Vous seriez plutôt en droit de me reprocher mes digressions, le fait que je ne vais pas au bout de ce que j’ai commencé. J’ai parlé de refoulement, d’impressions olfactives au moment de la naissance et non seulement je n’ai pas ajouté que l’odeur pénétrante des lochies, si soigneusement dissimulée soit-elle, est forcément perçue par l’enfant, qu’en conséquence, il acquiert par le nez et sans discussion possible des expériences de naissance ; mais je n’ai pas non plus dit d’une façon suffisamment explicite pourquoi l’on extirpe de la mémoire la perception de cette odeur.

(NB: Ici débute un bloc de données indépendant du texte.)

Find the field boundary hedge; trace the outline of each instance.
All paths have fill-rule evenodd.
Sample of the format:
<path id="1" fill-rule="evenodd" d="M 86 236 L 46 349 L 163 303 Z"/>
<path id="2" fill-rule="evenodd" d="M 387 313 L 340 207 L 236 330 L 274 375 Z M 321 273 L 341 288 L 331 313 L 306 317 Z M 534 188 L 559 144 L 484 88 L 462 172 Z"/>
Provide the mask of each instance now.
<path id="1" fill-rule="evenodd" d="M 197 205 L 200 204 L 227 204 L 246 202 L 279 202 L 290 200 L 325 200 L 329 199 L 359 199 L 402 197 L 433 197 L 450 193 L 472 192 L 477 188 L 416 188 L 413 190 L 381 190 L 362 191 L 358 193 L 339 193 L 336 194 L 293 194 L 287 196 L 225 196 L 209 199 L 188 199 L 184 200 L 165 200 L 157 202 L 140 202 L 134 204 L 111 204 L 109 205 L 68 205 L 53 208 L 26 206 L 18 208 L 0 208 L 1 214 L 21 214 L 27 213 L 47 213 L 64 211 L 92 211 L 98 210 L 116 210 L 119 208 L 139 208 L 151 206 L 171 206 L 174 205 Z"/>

Pourquoi, en effet ? En premier lieu, parce que la mère, les parents, les adultes interdisent à l’enfant de comprendre ces choses ; peut-être ne le défendent-ils pas formellement par la parole, mais autrement, ne serait-ce que par le ton, le timbre de la voix, une sorte d’embarras qui frappe l’enfant. Car c’est le destin de l’homme que d’avoir honte d’être humainement conçu et mis au monde. Il se sent menacé dans son orgueil, dans sa ressemblance avec Dieu. Il voudrait tellement procréer divinement, être Dieu et parce que dans le ventre sa mère, il était un dieu tout-puissant, s’invente un père dieu et accroît son refoulement de l’inceste jusqu’à trouver une consolation dans la Vierge Marie, l’Immaculée Conception ou une science quelconque. Il traite avec mépris la procréation et la conception « d’actes de bestiaux » pour pouvoir dire : « Je ne suis pas un animal, je n’ai point une forme bestiale, je suis un enfant de Dieu et issu de Dieu. » Comme il ne parvient pas à ses fins, il enveloppe ces processus de la fausse auréole du mystère, ce que faisant, tel Judas, il trahit son amour. Il en est au point qu’il n’a même pas honte d’entourer l’instant de l’union humaine d’un voile de mensonges peu convaincants, comme si ce moment n’était pas le ciel. L’homme voudrait être n’importe qui, sauf un simple être humain.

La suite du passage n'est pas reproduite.